Data Science Weekly Newsletter - Issue 432

Issue #399

July 15 2021

Editor Picks
  • Charting the ‘Data for Good’ Landscape
    The field of “data for good” is not only overshadowed by the public conversations about the risks rampant data misuse can pose to civil society, it is also a fractured and disconnected space...We are taking one tiny step forward in trying to make a more coherent Data for Good space with a landscape that makes clear what various Data for Good initiatives (and AI for Good initiatives) are trying to achieve, how they do it, and what makes them similar or different from one another...Below you will find a very preliminary landscape map, along with a description of the different kinds of groups in the Data for Good ecosystem and why you might need to engage with them...
  • Postmortem: A Year of Data Science Peer Review in Startups
    About a year ago I suggested two peer review processes for data science projects, outlined a structure for the process — including separate review of the research phase and the model design and implementation — and positioned it within the wider scope of a data science project flow (as it is practiced in startup companies). The framework also included a list of topics, pitfalls and questions that should be reviewed...Unsurprisingly, things did not go exactly as planned.
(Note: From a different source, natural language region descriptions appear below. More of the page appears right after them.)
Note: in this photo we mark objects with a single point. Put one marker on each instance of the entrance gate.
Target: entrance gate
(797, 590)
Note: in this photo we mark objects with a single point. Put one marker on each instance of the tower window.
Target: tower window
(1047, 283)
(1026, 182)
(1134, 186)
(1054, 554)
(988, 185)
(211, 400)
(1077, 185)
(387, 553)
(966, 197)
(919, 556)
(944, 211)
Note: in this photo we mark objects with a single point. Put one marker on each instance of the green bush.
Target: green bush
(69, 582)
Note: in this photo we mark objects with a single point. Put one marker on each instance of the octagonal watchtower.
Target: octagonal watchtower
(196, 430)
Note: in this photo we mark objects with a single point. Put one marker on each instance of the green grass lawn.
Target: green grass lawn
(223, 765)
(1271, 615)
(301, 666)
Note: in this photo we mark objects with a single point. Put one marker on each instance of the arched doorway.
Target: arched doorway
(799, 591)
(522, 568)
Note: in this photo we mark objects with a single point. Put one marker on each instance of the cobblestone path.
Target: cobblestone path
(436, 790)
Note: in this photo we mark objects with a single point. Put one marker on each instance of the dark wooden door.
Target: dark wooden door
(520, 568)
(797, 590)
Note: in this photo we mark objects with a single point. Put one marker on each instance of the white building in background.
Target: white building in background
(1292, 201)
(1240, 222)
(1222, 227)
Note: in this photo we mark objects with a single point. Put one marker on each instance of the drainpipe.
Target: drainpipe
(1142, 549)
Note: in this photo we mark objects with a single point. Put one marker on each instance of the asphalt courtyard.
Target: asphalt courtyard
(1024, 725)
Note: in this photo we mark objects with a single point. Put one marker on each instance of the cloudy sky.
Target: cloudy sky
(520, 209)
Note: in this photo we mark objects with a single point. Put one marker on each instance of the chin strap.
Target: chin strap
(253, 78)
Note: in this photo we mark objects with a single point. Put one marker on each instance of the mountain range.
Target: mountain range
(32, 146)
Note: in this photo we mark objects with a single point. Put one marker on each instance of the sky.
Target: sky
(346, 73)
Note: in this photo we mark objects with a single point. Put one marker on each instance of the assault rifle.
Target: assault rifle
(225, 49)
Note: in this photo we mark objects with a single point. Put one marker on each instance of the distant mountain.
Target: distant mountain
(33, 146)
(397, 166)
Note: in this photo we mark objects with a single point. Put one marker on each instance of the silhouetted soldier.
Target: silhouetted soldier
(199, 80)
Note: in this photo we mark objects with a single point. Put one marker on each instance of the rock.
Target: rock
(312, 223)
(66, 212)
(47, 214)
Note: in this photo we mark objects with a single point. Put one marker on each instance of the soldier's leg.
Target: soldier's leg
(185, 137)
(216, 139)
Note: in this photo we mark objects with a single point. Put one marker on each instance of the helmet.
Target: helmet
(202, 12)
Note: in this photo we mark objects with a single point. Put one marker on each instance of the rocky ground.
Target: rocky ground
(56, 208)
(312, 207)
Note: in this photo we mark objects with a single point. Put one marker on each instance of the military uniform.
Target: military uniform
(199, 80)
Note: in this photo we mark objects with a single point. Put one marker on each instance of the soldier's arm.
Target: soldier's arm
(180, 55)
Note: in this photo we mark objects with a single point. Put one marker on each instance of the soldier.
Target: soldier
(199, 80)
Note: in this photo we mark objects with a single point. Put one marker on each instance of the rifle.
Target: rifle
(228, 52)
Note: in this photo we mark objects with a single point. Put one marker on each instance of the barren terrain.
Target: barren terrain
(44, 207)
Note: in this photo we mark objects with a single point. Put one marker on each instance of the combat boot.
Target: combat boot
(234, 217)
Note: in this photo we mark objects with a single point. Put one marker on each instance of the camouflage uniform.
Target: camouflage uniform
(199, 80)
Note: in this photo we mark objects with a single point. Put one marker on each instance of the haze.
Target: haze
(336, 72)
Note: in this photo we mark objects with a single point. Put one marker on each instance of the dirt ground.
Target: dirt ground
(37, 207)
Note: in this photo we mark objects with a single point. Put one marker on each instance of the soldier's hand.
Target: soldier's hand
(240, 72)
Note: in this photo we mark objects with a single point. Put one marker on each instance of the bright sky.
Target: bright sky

Thus, this post is about what worked and what didn’t...
  • Amazon's Data Dragnet
    Amazon’s vast offerings—which include online as well as brick-and-mortar stores, an internet pharmacy, streaming services, smart speakers, security cameras, mobile apps, and a digital advertising network—have helped the company expand into nearly every aspect of people’s lives...the Tech Transparency Project (TTP) conducted a review of the company’s privacy policies, patent applications, and other open-source information to assess the full scope of its surveillance capabilities. The findings show that Amazon is collecting far more data about its users than many people realize...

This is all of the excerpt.